Die Mitarbeiterinnen unterstützen neben den derzeit 60 eigenen Betreuungen, aktuell 128 ehrenamtliche Betreuer, die wiederum 175 Betreuungen führen, sowie 7 Bevollmächtigte. Mit dem Angebot von allgemeinen Sprechstunden, Einführungsseminaren und Fortbildungsveranstaltungen und mit der Online-Beratung werden zudem Ratsuchende erreicht.
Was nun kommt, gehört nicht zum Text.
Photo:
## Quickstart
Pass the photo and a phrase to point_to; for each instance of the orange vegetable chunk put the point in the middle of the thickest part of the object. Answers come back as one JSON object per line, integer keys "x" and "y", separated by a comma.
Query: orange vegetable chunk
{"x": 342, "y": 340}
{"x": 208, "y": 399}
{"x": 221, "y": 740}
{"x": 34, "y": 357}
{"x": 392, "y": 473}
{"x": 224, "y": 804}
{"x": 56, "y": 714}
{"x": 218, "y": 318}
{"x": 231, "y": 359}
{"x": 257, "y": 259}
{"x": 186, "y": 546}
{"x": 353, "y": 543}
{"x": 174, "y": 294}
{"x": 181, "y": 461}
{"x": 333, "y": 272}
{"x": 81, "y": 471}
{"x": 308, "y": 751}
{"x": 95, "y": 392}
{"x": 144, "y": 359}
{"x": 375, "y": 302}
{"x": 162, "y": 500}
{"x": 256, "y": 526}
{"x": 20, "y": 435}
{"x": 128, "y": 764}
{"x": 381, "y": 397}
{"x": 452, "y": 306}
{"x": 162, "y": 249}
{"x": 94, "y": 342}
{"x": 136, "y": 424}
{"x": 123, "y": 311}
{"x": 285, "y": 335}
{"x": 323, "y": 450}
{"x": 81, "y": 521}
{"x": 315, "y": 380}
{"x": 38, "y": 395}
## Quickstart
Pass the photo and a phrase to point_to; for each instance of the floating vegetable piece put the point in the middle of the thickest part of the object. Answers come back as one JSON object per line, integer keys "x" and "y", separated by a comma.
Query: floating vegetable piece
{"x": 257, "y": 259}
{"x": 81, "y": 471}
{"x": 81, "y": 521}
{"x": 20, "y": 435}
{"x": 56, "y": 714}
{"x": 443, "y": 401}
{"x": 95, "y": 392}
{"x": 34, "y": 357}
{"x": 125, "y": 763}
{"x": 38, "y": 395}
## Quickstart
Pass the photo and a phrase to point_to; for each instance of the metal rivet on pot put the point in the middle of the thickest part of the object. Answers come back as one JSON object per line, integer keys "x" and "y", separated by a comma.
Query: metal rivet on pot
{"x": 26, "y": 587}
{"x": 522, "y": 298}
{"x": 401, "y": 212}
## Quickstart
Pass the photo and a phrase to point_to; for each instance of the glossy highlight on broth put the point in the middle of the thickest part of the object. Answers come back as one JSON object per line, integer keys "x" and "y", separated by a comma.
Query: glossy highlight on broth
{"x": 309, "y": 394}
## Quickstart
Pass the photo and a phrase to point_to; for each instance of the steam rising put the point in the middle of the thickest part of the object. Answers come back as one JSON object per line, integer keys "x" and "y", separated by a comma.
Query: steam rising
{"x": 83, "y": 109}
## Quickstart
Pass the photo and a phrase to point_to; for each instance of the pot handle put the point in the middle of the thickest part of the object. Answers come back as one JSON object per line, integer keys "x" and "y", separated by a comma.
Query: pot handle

Im Bereich der gesetzlichen Betreuungen will der SkF auch zukünftig Fürsprecher ehrenamtlicher Betreuer und Bevollmächtigter sein, die sich in aller Stille und mit hohem persönlichen Einsatz für andere engagieren und eine Lanze für die Menschen brechen, deren Wohl dem Verein direkt durch das Führen von Betreuungen oder indirekt durch die Begleitung Ehrenamtlicher und Bevollmächtigter anvertraut ist und die in der Gesellschaft keine Lobby haben.